BILL Holdings enters the week after its May 7 earnings print with short sellers adding positions at a meaningful clip — even after a 13% day-one surge rewarded bears who had piled in ahead of results.
Short interest has become the story here. At roughly 13.8% of the free float, the position is substantial by any measure, and it has grown 25% over the past month alone. That monthly climb is not noise — bears added a net ~2.7 million shares through April and into mid-May, pushing the ORTEX short score to 63 and still rising day-by-day through the week. The FINRA-reported figure of 13.2 million shares at the April 30 settlement, combined with a days-to-cover of nearly 10, means any covering event would take time to absorb. Despite that, the lending market is far from stressed. Cost to borrow is running just under 0.45% — essentially free — and availability in the borrow pool remains well stocked. That combination tells you shorts are not being squeezed out; they are choosing to stay in or add.

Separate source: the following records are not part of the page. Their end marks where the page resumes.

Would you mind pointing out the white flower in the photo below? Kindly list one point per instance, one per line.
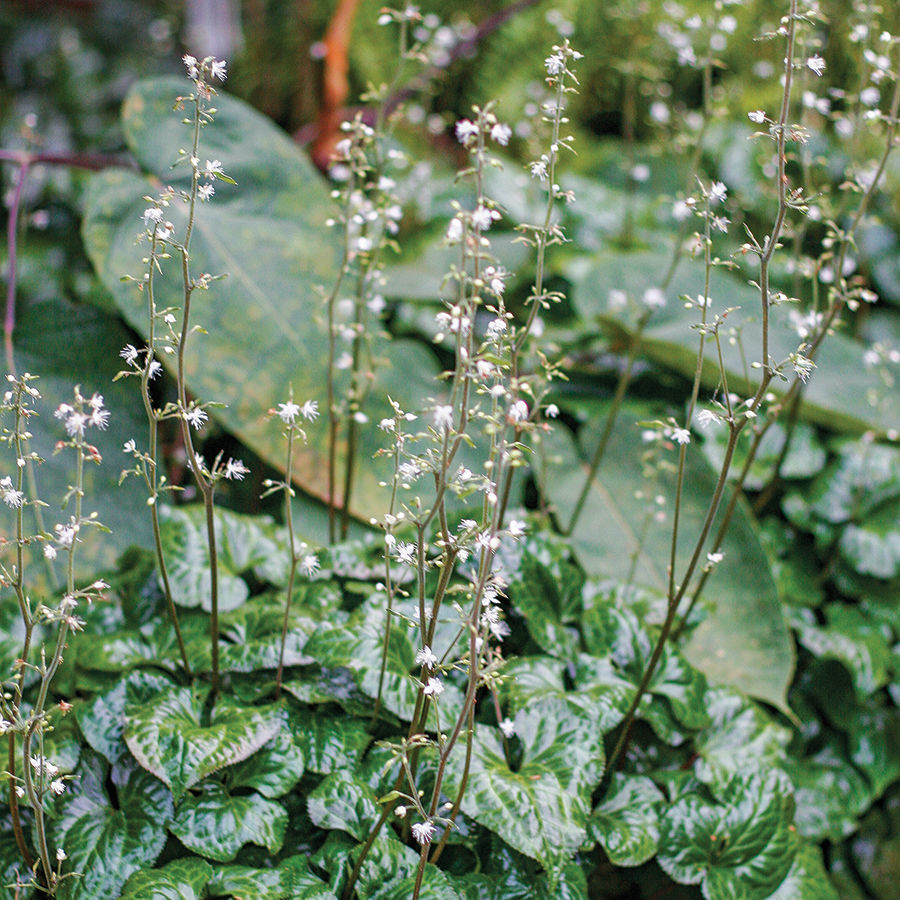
(555, 64)
(518, 412)
(717, 192)
(11, 497)
(423, 832)
(152, 216)
(443, 418)
(654, 298)
(195, 417)
(454, 231)
(235, 470)
(816, 64)
(425, 657)
(466, 132)
(539, 168)
(501, 133)
(217, 69)
(287, 412)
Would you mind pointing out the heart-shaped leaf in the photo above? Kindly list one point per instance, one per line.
(217, 824)
(743, 641)
(105, 844)
(165, 734)
(740, 844)
(181, 879)
(541, 807)
(292, 880)
(626, 823)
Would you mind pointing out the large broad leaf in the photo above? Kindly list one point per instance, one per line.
(66, 346)
(743, 641)
(217, 824)
(292, 880)
(264, 321)
(626, 823)
(106, 844)
(165, 733)
(739, 848)
(842, 393)
(541, 807)
(181, 879)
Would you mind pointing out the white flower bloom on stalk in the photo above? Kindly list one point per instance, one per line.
(426, 657)
(443, 418)
(466, 132)
(235, 470)
(816, 64)
(196, 417)
(423, 832)
(11, 497)
(217, 69)
(287, 412)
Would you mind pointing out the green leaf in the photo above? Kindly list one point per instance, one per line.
(740, 737)
(743, 641)
(830, 795)
(268, 234)
(436, 885)
(106, 844)
(341, 801)
(626, 823)
(675, 701)
(274, 770)
(740, 845)
(243, 542)
(834, 395)
(164, 733)
(181, 879)
(292, 880)
(807, 878)
(549, 596)
(328, 743)
(805, 456)
(851, 638)
(216, 824)
(541, 807)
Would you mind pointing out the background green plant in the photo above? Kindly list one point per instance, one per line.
(823, 548)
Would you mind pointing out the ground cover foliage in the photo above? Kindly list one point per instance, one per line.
(455, 680)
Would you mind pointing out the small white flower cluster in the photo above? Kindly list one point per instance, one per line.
(84, 413)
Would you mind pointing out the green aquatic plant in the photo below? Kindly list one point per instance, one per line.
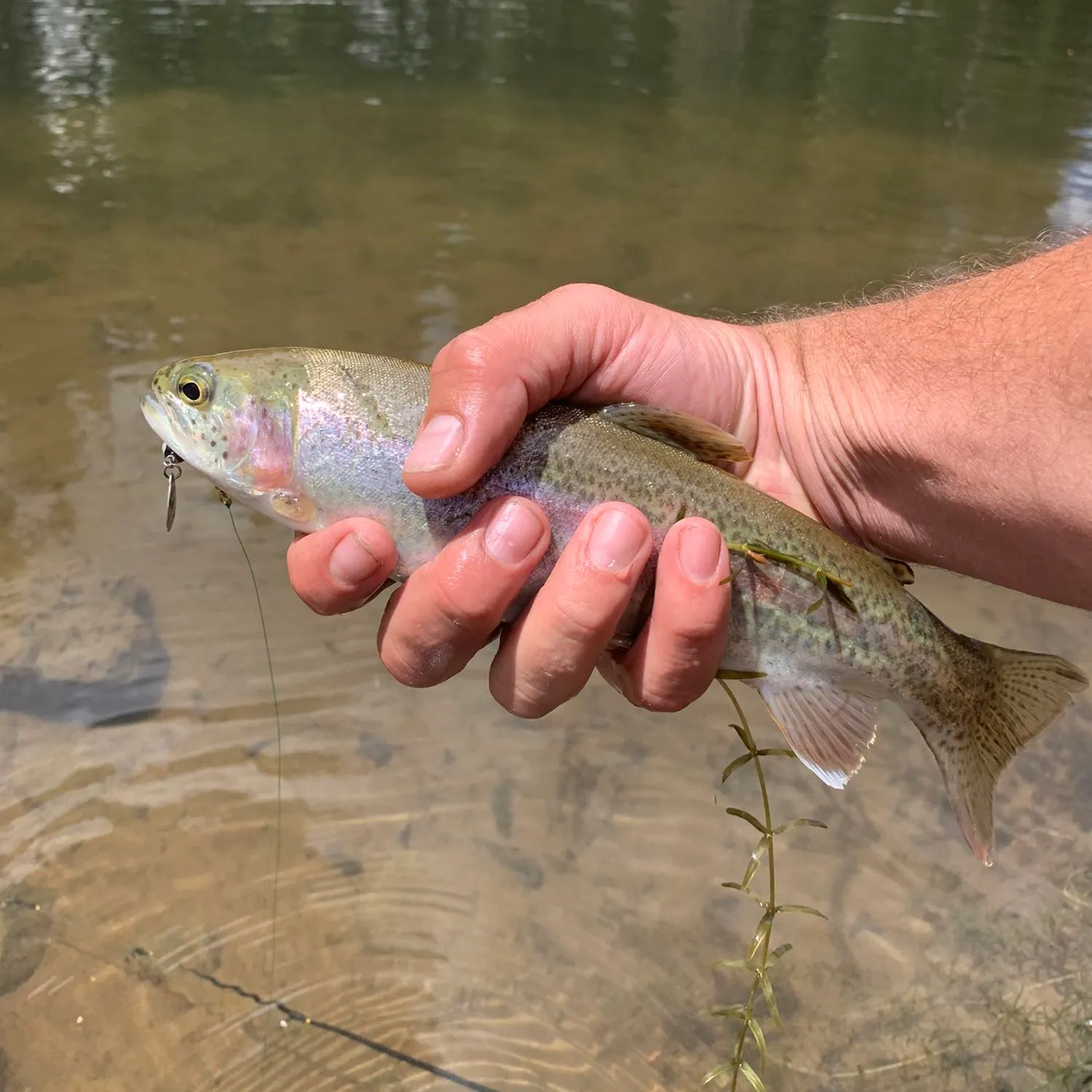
(761, 957)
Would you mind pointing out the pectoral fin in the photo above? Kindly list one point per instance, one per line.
(829, 729)
(700, 438)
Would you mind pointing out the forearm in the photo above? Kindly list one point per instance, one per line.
(954, 427)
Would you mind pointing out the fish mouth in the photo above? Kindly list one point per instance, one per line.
(159, 422)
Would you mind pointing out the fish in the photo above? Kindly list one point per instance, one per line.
(823, 629)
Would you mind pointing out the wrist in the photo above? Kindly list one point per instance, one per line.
(819, 421)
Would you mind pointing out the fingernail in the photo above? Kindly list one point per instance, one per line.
(616, 539)
(437, 446)
(352, 563)
(513, 533)
(700, 553)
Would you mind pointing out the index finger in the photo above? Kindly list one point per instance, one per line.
(486, 381)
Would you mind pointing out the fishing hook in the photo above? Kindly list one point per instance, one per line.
(172, 471)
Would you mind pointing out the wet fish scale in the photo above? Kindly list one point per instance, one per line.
(318, 435)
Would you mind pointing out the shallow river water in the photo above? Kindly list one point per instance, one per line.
(513, 904)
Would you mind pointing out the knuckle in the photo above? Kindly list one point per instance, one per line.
(462, 609)
(467, 353)
(580, 620)
(590, 295)
(528, 700)
(414, 665)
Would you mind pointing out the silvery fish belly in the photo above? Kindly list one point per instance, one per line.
(823, 630)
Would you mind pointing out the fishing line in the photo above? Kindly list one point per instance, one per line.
(277, 721)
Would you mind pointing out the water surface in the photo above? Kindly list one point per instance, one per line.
(521, 906)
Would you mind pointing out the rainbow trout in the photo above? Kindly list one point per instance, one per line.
(823, 630)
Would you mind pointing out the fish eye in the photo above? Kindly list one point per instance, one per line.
(194, 389)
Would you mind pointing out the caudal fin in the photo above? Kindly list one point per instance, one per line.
(1029, 692)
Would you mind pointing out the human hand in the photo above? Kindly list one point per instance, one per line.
(590, 345)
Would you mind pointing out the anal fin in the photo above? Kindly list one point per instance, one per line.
(701, 438)
(829, 729)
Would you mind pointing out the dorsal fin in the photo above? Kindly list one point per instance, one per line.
(700, 438)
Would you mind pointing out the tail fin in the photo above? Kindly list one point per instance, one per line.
(1029, 692)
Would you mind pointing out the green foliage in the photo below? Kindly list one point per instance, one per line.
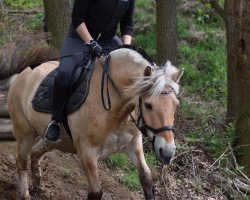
(201, 16)
(24, 3)
(204, 60)
(1, 36)
(145, 26)
(36, 22)
(131, 180)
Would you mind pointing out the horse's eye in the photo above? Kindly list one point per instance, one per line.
(149, 106)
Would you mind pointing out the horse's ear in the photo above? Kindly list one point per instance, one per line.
(148, 71)
(177, 75)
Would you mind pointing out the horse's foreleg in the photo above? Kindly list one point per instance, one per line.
(136, 155)
(36, 152)
(24, 146)
(89, 163)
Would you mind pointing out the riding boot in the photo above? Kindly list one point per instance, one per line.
(52, 132)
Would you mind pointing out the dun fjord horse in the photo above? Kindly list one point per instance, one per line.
(97, 133)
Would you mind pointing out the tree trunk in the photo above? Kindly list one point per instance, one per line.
(243, 75)
(166, 35)
(3, 105)
(58, 16)
(230, 19)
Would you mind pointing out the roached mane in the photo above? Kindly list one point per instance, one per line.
(155, 84)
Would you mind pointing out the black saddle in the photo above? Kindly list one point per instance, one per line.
(79, 89)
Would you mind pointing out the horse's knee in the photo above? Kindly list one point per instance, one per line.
(147, 184)
(95, 195)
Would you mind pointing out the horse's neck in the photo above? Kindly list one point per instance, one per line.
(124, 73)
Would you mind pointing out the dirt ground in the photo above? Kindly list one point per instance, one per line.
(62, 178)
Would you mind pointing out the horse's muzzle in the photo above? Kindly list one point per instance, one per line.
(164, 151)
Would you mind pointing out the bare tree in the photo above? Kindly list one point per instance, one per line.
(243, 77)
(166, 34)
(236, 15)
(57, 13)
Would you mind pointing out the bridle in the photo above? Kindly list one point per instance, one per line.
(143, 126)
(140, 122)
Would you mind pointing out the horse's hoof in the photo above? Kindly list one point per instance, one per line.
(26, 197)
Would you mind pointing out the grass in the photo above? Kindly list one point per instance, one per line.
(129, 177)
(204, 61)
(24, 4)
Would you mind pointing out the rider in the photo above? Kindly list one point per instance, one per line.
(93, 27)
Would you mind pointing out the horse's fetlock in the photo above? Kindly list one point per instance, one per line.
(95, 195)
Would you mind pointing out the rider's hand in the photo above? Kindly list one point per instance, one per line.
(95, 48)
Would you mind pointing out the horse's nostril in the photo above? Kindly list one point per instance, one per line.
(161, 153)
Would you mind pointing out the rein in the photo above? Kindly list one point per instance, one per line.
(144, 127)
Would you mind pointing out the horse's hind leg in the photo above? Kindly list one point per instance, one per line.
(25, 141)
(136, 155)
(36, 152)
(88, 160)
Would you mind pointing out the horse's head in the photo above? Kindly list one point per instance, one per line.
(156, 108)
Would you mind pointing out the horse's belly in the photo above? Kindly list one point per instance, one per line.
(114, 143)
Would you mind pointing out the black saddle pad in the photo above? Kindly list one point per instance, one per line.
(42, 100)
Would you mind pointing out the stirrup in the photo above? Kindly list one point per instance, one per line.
(46, 130)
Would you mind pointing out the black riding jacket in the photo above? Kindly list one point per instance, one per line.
(102, 17)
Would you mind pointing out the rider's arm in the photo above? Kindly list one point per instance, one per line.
(84, 33)
(126, 24)
(126, 39)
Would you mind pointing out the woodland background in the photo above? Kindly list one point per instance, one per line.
(210, 40)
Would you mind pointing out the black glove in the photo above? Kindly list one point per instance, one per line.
(95, 48)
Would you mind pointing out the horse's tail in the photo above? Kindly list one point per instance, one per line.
(5, 83)
(29, 51)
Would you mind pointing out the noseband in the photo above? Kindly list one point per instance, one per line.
(144, 126)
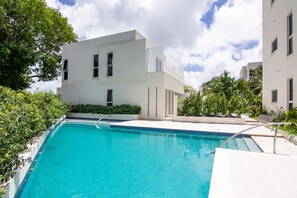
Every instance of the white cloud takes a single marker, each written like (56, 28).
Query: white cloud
(176, 25)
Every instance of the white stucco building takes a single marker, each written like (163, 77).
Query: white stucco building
(247, 72)
(123, 68)
(279, 54)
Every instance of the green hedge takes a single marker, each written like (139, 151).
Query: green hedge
(23, 116)
(99, 109)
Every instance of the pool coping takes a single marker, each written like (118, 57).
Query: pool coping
(248, 174)
(12, 186)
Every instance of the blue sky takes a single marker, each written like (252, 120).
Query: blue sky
(208, 17)
(205, 37)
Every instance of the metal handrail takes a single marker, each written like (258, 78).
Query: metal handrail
(276, 131)
(271, 124)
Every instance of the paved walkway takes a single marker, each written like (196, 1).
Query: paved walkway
(253, 175)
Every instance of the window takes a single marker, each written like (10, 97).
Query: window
(290, 33)
(158, 65)
(109, 97)
(290, 89)
(274, 45)
(96, 66)
(251, 74)
(65, 70)
(274, 96)
(109, 64)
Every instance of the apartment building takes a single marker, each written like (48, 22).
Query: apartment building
(123, 68)
(247, 72)
(279, 54)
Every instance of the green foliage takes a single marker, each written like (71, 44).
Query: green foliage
(31, 36)
(222, 96)
(100, 109)
(23, 116)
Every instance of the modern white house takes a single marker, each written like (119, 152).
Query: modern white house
(123, 68)
(279, 54)
(247, 72)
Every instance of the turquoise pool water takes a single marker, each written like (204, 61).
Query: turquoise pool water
(83, 161)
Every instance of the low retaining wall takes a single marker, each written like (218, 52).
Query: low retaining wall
(13, 184)
(218, 120)
(104, 116)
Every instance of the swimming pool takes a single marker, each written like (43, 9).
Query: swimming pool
(80, 160)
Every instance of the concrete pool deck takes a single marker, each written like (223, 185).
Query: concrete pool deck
(240, 173)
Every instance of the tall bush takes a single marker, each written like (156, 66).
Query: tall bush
(23, 116)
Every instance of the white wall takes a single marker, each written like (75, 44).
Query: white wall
(131, 80)
(278, 66)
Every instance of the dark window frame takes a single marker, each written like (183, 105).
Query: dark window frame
(290, 33)
(110, 64)
(274, 95)
(65, 69)
(290, 93)
(96, 66)
(274, 45)
(109, 98)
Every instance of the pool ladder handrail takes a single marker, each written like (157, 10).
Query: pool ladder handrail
(262, 119)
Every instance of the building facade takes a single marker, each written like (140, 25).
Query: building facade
(247, 72)
(123, 68)
(279, 54)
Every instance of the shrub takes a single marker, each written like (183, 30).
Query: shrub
(23, 116)
(100, 109)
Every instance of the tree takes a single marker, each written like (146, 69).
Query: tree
(226, 96)
(31, 36)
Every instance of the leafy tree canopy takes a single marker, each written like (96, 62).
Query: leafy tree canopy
(31, 36)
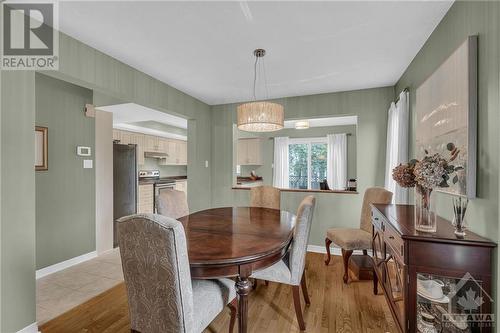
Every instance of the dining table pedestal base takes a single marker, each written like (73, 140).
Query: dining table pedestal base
(243, 288)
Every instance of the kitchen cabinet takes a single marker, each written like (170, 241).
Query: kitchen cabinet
(117, 135)
(181, 185)
(249, 152)
(145, 199)
(126, 138)
(138, 140)
(176, 150)
(151, 143)
(163, 145)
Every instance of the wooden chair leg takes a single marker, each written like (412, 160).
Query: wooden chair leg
(328, 255)
(346, 254)
(298, 309)
(233, 306)
(303, 283)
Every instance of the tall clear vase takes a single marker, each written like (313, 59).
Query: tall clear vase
(425, 218)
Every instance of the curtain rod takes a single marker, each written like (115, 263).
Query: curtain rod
(404, 90)
(272, 137)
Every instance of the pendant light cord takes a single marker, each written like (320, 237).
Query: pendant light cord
(255, 78)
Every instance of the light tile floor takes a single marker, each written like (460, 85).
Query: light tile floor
(61, 291)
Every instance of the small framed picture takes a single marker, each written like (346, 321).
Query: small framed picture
(41, 148)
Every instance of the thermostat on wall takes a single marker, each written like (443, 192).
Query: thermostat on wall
(83, 151)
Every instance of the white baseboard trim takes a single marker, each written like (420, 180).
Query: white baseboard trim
(33, 328)
(336, 251)
(40, 273)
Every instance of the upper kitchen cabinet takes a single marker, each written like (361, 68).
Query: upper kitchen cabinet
(126, 138)
(249, 151)
(177, 153)
(151, 143)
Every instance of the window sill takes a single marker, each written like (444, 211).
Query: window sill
(301, 190)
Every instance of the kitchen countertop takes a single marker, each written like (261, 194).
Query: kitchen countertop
(161, 180)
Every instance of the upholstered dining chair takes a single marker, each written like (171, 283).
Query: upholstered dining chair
(172, 203)
(290, 270)
(265, 197)
(349, 239)
(162, 297)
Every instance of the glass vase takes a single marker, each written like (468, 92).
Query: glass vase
(425, 218)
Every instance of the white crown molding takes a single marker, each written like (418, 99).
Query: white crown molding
(40, 273)
(33, 328)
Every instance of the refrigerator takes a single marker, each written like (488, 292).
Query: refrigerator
(124, 183)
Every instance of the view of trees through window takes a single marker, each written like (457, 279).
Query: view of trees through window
(307, 165)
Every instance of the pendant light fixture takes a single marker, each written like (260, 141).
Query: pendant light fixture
(260, 116)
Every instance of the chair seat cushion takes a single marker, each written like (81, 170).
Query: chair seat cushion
(350, 239)
(279, 272)
(209, 299)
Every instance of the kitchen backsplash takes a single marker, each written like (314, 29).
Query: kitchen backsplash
(165, 170)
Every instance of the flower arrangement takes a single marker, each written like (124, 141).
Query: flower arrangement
(425, 175)
(429, 173)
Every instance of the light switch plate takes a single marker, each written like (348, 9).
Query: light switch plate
(83, 151)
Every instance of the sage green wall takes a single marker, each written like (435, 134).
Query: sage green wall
(267, 148)
(17, 201)
(113, 82)
(65, 193)
(333, 210)
(462, 20)
(467, 18)
(110, 80)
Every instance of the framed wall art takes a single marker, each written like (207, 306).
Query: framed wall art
(446, 112)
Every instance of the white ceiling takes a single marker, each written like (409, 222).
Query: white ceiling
(127, 117)
(205, 48)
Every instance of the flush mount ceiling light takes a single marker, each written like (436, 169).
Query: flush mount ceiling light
(302, 124)
(260, 116)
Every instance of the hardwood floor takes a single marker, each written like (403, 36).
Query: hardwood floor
(335, 307)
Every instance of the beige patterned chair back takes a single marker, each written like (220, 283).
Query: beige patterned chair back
(172, 203)
(156, 271)
(373, 195)
(300, 237)
(265, 197)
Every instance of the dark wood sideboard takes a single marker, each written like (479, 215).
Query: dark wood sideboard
(409, 264)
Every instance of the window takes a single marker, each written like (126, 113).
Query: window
(307, 162)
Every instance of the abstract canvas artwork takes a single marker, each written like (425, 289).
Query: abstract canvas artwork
(446, 112)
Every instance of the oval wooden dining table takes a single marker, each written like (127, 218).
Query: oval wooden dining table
(234, 242)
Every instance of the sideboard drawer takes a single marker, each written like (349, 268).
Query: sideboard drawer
(378, 220)
(395, 242)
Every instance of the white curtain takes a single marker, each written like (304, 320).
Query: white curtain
(280, 170)
(397, 145)
(336, 165)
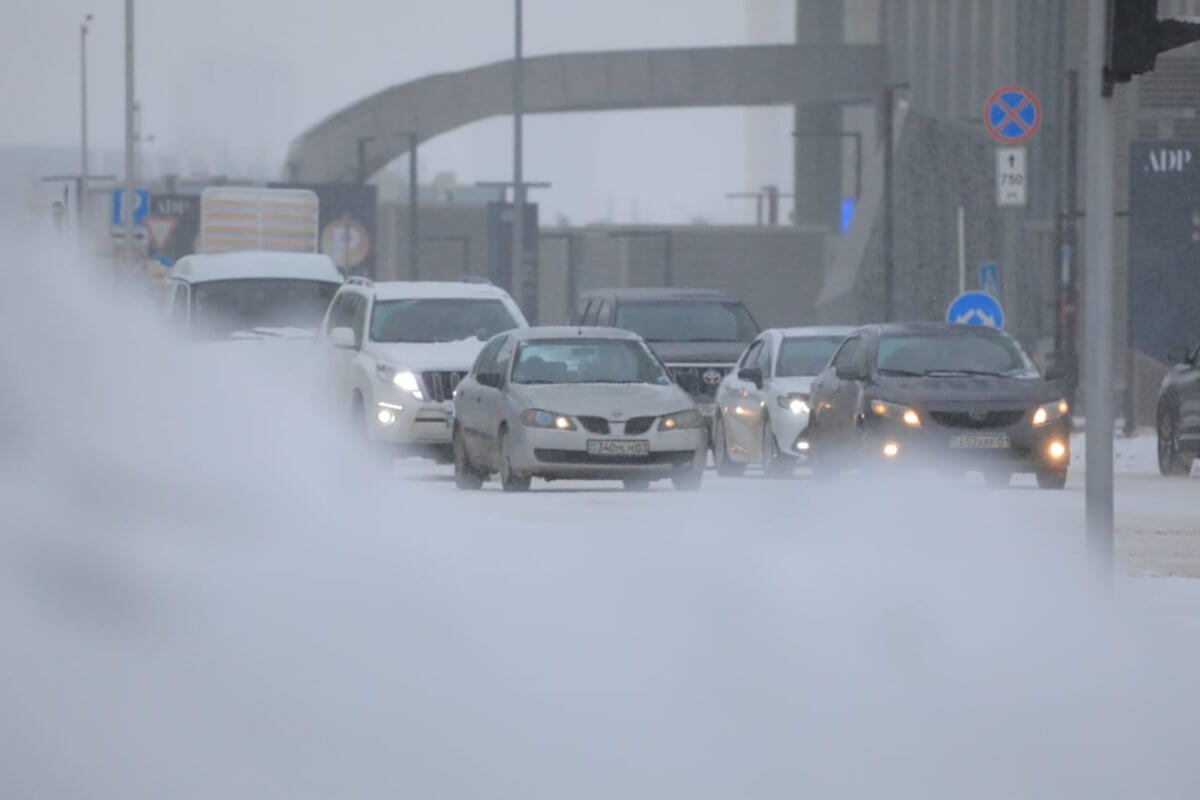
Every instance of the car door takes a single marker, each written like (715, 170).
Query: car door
(469, 401)
(742, 402)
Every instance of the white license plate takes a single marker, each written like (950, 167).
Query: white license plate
(982, 441)
(617, 447)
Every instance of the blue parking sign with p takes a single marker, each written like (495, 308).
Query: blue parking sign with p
(141, 210)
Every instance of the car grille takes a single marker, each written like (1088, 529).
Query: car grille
(639, 425)
(666, 457)
(977, 420)
(700, 380)
(594, 423)
(439, 385)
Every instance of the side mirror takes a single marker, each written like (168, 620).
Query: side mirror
(343, 338)
(753, 374)
(846, 372)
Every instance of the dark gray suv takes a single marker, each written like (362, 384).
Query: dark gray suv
(699, 334)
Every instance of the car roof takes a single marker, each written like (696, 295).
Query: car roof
(657, 293)
(256, 264)
(814, 331)
(430, 289)
(573, 331)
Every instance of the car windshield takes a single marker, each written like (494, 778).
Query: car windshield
(587, 361)
(438, 319)
(953, 353)
(221, 308)
(805, 356)
(688, 320)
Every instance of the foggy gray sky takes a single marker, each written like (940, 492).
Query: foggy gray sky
(237, 79)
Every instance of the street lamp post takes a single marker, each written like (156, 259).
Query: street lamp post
(82, 194)
(888, 204)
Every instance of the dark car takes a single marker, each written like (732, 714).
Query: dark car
(1179, 413)
(939, 395)
(699, 334)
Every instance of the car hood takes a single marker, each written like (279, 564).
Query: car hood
(973, 392)
(609, 401)
(699, 352)
(792, 385)
(457, 356)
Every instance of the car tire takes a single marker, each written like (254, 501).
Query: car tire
(509, 480)
(773, 464)
(1051, 480)
(725, 465)
(688, 481)
(1171, 463)
(466, 476)
(997, 477)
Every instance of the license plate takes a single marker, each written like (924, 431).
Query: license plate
(982, 441)
(612, 447)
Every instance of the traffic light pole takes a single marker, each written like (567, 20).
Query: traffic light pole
(1098, 395)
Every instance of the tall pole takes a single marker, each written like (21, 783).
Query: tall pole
(1098, 398)
(130, 202)
(414, 196)
(82, 194)
(520, 280)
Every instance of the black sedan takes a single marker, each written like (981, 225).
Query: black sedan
(943, 396)
(1179, 413)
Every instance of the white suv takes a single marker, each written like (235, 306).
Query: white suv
(396, 350)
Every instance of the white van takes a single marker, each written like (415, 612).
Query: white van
(251, 294)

Options positioning gives a calmer read. The put/call ratio is 0.56, almost exactly in line with its 20-day average of 0.55, with a z-score near zero. There is no defensive panic in the options market and no unusual build of downside hedges. The 52-week range runs from 0.32 to 0.93, so the current level is decidedly mid-range — options traders are neither alarmed nor particularly bullish. That mismatch between a rapidly growing short book and relaxed options sentiment is the week's most interesting tension.
Analysts tilted constructive following the earnings beat. Goldman Sachs raised its target to $50 this week (from $44), maintaining Buy, while Keefe, Bruyette & Woods lifted its target to $49 and Baird moved to $54. All three kept existing ratings. The bull case centres on Embed 2.0 partnerships — now live with NetSuite and Paychex — plus 10,000-plus agentic AI adopters. Bears counter that the upmarket push has not yet translated into visible customer growth, and FY27 is the real delivery year for AI-driven margin gains. With a consensus mean target of $55 against a current price of $40, the implied upside is around 37%. Valuation multiples have compressed over the past month — the P/E has fallen roughly 2.1 points to 13.8x and EV/EBITDA has dropped 1.3 points to 9.7x — reflecting the stock's dip back from its post-earnings high. The EPS momentum factor sits in the 92nd percentile on a 30-day basis and the 99th percentile on forward year-over-year growth, the one data point on which bulls and fundamentals fully agree.
The institutional register adds an interesting layer of context. Starboard Value and Elliott Management each hold roughly 3% of shares outstanding, with neither having changed their positions in the latest reported period. Both are known to be active voices when growth execution slips. Point72 built a position of over 4 million shares through end-2025. That roster of activist and event-driven names sitting alongside a 14% short base creates a push-pull dynamic that has defined BILL's trading for months.
The May 7 print itself is worth noting. BILL jumped 12.8% the day after results and held around half that gain over the following five sessions, closing the week about 6.5% above pre-print levels. Short interest barely budged on May 7 itself — then resumed building. That pattern suggests the bears were not caught badly offside and have regrouped rather than capitulated. With the next earnings date pencilled for August 20, the next six weeks of short interest direction — and whether the lending market tightens ahead of any AI monetisation update — will be the key gauge of how confident each side actually is.